Auch die Ergebnisse des laufenden Jahres sprechen gegen die Republikaner. In jeder Sonderwahl während der Präsidentschaft von Trump hat die Grand Old Party an Terrain eingebüsst. Die Demokraten haben zwar nur zwei der zehn Sonderwahlen gewinnen können, beide waren aber spektakulär, da sie in republikanischen Hochburgen stattfanden. Im Dezember errang Doug Jones in Alabama einen Sitz für den US-Senat – den ersten für die Demokraten seit 1992. Im März besiegte Conor Lamb dann seinen republikanischen Konkurrenten in Pennsylvania in einem Wahlbezirk, in dem Trump vor zwei Jahren noch mit 20 Prozentpunkten Vorsprung gewonnen hatte. Für das Establishment hat der Sieg von Lamb aber einen bitteren Beigeschmack, näherte er sich während des Wahlkampfs doch den Republikanern an und distanzierte sich von Nancy Pelosi, der Vorsitzenden der demokratischen Fraktion. In die andere Richtung ging es hingegen an der Ostküste.
Radikalisierung im Osten
In New York liess Alexandria Ocasio-Cortez den langjährigen Abgeordneten Joseph Crowley in der parteiinternen Vorwahl hinter sich. Ocasio-Cortez politisiert am linken Flügel der Partei. Da der Wahlbezirk stark demokratisch geprägt ist, dürften die Republikaner davon kaum profitieren und Ocasio-Cortez mit 28 Jahren die jüngste Frau im Kongress werden.

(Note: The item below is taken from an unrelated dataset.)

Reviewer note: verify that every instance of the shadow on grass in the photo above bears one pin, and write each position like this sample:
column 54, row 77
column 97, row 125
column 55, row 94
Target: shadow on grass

In Boston gewann Ayanna Pressley ebenfalls überraschend gegen den etablierten Kandidaten. Sie wird die erste Afroamerikanerin aus Massachusetts im Repräsentantenhaus sein, da die Republikaner keinen Kandidaten stellen. In den demokratischen Hochburgen zeichnen sich ein Generationenwechsel und ein Ruck nach links ab. Für Spannung sorgt darum auch die Ausmarchung der Demokraten für den Gouverneur von New York (vgl. Text unten). Die Radikalisierung der Partei und das Aufbäumen einer neuen Generation erinnert an die Tea-Party-Bewegung der Republikaner vor acht Jahren.
Das Selbstvertrauen der Demokraten sorgt selbst in republikanischen Hochburgen für Nervosität. Beto O’Rourke setzt mit seiner liberalen Linie den texanischen Senator Ted Cruz unter Druck. Die Wahl im durch und durch republikanischen Bundesstaat wird eng. Und das, obwohl sich O’Rourke nicht der republikanischen Linie angenähert hat.
Der Verlust jedes republikanischen Sitzes im Senat ist für die Grand Old Party gefährlich, fehlen den Demokraten für die Mehrheit in der kleinen Kammer doch nur zwei Sitze. Das weiss auch der Präsident. So eilt er unter anderem dem texanischen Senatoren zu Hilfe, den er vor zwei Jahren noch als «Lügen-Ted» bezeichnet hatte.
Trotz des geringen Vorsprungs ist der Machtwechsel im Senat unwahrscheinlicher als derjenige im Repräsentantenhaus. Denn die Demokraten haben im Senat mehr Sitze zu verteidigen, als sie gewinnen können. Obama unterstützt darum in Kalifornien Kandidaten für die grosse Kammer. Im Staat an der Westküste herrscht um sechs republikanische Sitze ein Kopf-an-Kopf-Rennen.